MALANG POSCO MEDIA – Menyambut Hari Raya Waisak 2568 BE, para bhikkhu dari Vihara Dhammadipa Arama Kota Batu menjalankan tradisi Pindapata, Minggu (19/5) kemarin. Tahun ini tradisi tersebut kembali digelar di kampung sadar kerukunan umat beragama Dusun Ngandat Desa Mojorejo Kecamatan Junrejo Kota Batu.
Prosesi Pindapata diikuti oleh dua bhikkhu, 10 samanera dan enam atthasilani dengan membawa wadah berupa periuk atau mangkok yang berbentuk bulat. Mereka berjalan menghampiri puluhan warga berjejer di pinggir jalan untuk menerima makanan dan minuman yang diberikan oleh umat Buddha dan warga sekitar.
Seksi Humas Panitia Waisak, Suwono mengatakan Pindapata merupakan tradisi mengumpulkan makanan oleh para bhikkhu. Bukan hanya untuk dimakan oleh para bhikkhu, tapi juga oleh umat yang hadir.
“Ini (Pindapata.red) bukan meminta, tapi sesuai tradisi Buddha, para bhikkhu akan berjalan terus. Selama ada yang memberi maka pemberian tersebut akan diterima tanpa memandang agama apapun yang memberi,” ujar Suwono kepada Malang Posco Media usai mengikuti rangkaian Pindapata.

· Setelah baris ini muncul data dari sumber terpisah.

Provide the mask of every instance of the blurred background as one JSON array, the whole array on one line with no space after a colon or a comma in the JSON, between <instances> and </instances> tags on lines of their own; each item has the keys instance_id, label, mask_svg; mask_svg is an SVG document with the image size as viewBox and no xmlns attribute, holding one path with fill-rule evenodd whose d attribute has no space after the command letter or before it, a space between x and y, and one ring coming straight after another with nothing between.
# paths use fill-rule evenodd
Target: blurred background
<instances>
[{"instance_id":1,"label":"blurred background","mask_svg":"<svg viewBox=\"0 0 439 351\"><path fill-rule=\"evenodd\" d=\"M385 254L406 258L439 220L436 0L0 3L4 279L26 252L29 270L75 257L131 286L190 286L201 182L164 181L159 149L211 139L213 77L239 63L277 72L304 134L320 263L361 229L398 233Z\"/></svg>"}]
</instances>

Ia menjelaskan bahwa makanan yang diberikan ke para bhikkhu, dalam konteks pemberian ada empat kebutuhan pokok. Pertama makanan, kedua ada obat-obatan, ketiga dalam bentuk pakaian jubah dan terakhir tempat tinggal atau kuti.
“Jadi empat kebutuhan pokok ini yang bisa diberikan ke para biku saat Pindapata. Prosesi pengumpulan dana makanan ini harapannya untuk memunculkan rasa sifat memberi. Sifat memberi ini bukan hanya bagi umat Buddha, tapi umat beragama lainnya. Ketika hasil pemberian ada banyak sisa maka akan dibagikan ke lembaga sosial seperti panti,” urainya.
Suwono menyampaikan bahwa tradisi Pindapata ini dilakukan setiap Minggu oleh bhikkhu yang ada di Vihara Dhammadipa Arama. Namun sebagai wujud kampung kerukunan umat beragama, maka dilakukan setiap menjelang Waisak di kampung Ngandat.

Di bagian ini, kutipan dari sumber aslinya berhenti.